Hab gerade was Interessantes entdeckt:

Windows 8 - Jetzt mit 5 Prozent Marktanteil vor Windows Vista - News - GameStar.de

Ich wusste zwar, dass Win XP auch heute noch gerne genutzt wird, aber dass es aktuell das zweitbeliebteste OS ist (noch vor Vista und Windows , hätte ich nicht erwartet. Der Marktanteil ist erstaunlich hoch, dafür dass es schon so alt ist.


----------



## Vordack (2. Juli 2013)

sauerlandboy79 schrieb:


> Ich wusste zwar, dass Win XP auch heute noch gerne genutzt wird, aber dass es aktuell das zweitbeliebteste OS ist (noch vor Vista und Windows , hätte ich nicht erwartet. Der Marktanteil ist erstaunlich hoch, dafür dass es schon so alt ist.



Die Anzahl der Arbeitslosen steigt ja stetig


----------



## sauerlandboy79 (2. Juli 2013)

Vordack schrieb:


> Die Anzahl der Arbeitslosen steigt ja stetig


 Willst du damit Win XP als "Windows für Arme" verunglimpfen ? 

Blödmann.


----------



## Vordack (2. Juli 2013)

sauerlandboy79 schrieb:


> Willst du damit Win XP als "Windows für Arme" verunglimpfen ?
> 
> Blödmann.


 
Ah, Du hast noch Windows XP, das *Volkswindows * 

Mich würde mal eine Statistik interessieren, prozentual wie viele Windows XP Besitzer arbeitslos sind und das selbe für Windows 7 oder Windows 8  

Wo sind die ganzen Prognosenheinis oder wie die sich schimpfen wenn man sie braucht


----------



## sauerlandboy79 (2. Juli 2013)

Vordack schrieb:


> Ah, Du hast noch Windows XP, das *Volkswindows *


 Das *und* Win 7 Pro.


----------



## Kreon (2. Juli 2013)

Worrel schrieb:


> Ich hab meine ganzen Verknüpfungen in der Taskbar:


 
Wie bekommt man denn die Icons so klein in die Taskleiste?
Durch das normale Andocken werden sie ja recht groß in der Taskleiste dargestellt.


----------



## Worrel (2. Juli 2013)

Kreon schrieb:


> Wie bekommt man denn die Icons so klein in die Taskleiste?
> Durch das normale Andocken werden sie ja recht groß in der Taskleiste dargestellt.
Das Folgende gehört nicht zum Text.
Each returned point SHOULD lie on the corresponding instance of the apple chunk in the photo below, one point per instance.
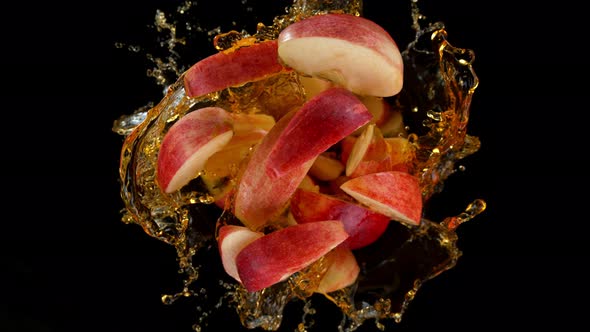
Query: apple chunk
(342, 271)
(189, 143)
(322, 122)
(363, 226)
(232, 68)
(289, 150)
(394, 194)
(277, 255)
(351, 51)
(230, 241)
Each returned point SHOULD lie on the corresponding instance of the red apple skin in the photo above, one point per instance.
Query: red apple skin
(374, 67)
(277, 255)
(188, 144)
(225, 69)
(321, 122)
(259, 199)
(363, 225)
(395, 194)
(342, 271)
(231, 240)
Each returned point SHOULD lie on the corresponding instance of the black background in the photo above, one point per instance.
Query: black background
(69, 264)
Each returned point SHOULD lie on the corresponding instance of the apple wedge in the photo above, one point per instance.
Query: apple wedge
(351, 51)
(342, 271)
(232, 68)
(394, 194)
(189, 143)
(230, 241)
(277, 255)
(363, 226)
(320, 123)
(284, 156)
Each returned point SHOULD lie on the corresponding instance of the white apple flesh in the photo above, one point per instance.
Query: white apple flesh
(232, 68)
(189, 143)
(351, 51)
(230, 241)
(277, 255)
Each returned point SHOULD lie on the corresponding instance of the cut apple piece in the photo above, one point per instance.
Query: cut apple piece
(189, 143)
(394, 194)
(277, 255)
(314, 86)
(326, 169)
(363, 226)
(245, 122)
(230, 241)
(349, 50)
(289, 150)
(342, 271)
(232, 68)
(320, 123)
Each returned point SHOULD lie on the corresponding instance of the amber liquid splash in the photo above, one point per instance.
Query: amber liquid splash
(439, 83)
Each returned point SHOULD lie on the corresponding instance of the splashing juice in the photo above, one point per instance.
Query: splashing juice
(439, 82)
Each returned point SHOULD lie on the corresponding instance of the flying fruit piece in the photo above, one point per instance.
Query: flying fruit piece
(285, 155)
(313, 86)
(394, 194)
(232, 68)
(342, 271)
(189, 143)
(230, 241)
(351, 51)
(363, 225)
(320, 123)
(246, 122)
(326, 168)
(277, 255)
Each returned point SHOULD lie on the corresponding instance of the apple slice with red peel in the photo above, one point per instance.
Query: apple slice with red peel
(363, 225)
(289, 150)
(349, 50)
(189, 143)
(230, 241)
(232, 68)
(277, 255)
(320, 123)
(394, 194)
(342, 271)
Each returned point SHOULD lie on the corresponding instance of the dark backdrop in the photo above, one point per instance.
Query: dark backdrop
(69, 264)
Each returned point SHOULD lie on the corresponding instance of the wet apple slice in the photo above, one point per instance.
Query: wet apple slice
(284, 156)
(230, 241)
(349, 50)
(189, 143)
(232, 68)
(394, 194)
(363, 225)
(277, 255)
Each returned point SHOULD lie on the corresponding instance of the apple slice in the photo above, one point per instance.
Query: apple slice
(277, 255)
(342, 271)
(230, 241)
(394, 194)
(232, 68)
(363, 226)
(189, 143)
(322, 122)
(349, 50)
(289, 150)
(326, 168)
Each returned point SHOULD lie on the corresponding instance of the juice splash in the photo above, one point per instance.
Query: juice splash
(439, 82)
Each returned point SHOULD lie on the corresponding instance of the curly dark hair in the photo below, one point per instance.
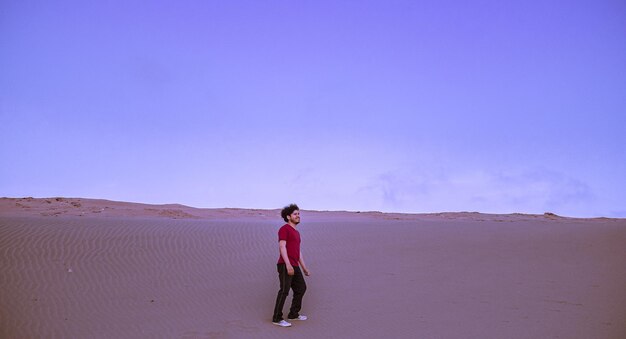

 a) irgendwo einen Ordner erstellen, zB: c:\Symbolleisten\Spiele\
b) rechtsklick auf Taskleiste - > Symbolleiste -> neue Symbolleiste
c) den Ordner auswählen
d) Ordner öffnen; Verknüpfungen reinpacken
e) Rechtsklick in die Taskleiste -> Taskleiste fixieren abwählen
f) rechtsklick in den Taskleistenbereich des Ordners
g) Ansicht - Kleine Symbole; "Text anzeigen" und "Titel anzeigen" abwählen
h) zurechtschieben
i)  Rechtsklick in die Taskleiste -> Taskleiste fixieren 

j) repeat if needed


----------



## Kreon (2. Juli 2013)

Super danke, 
habe die Funktion vor Jahren mal genutzt, dann aber wieder vergessen.


----------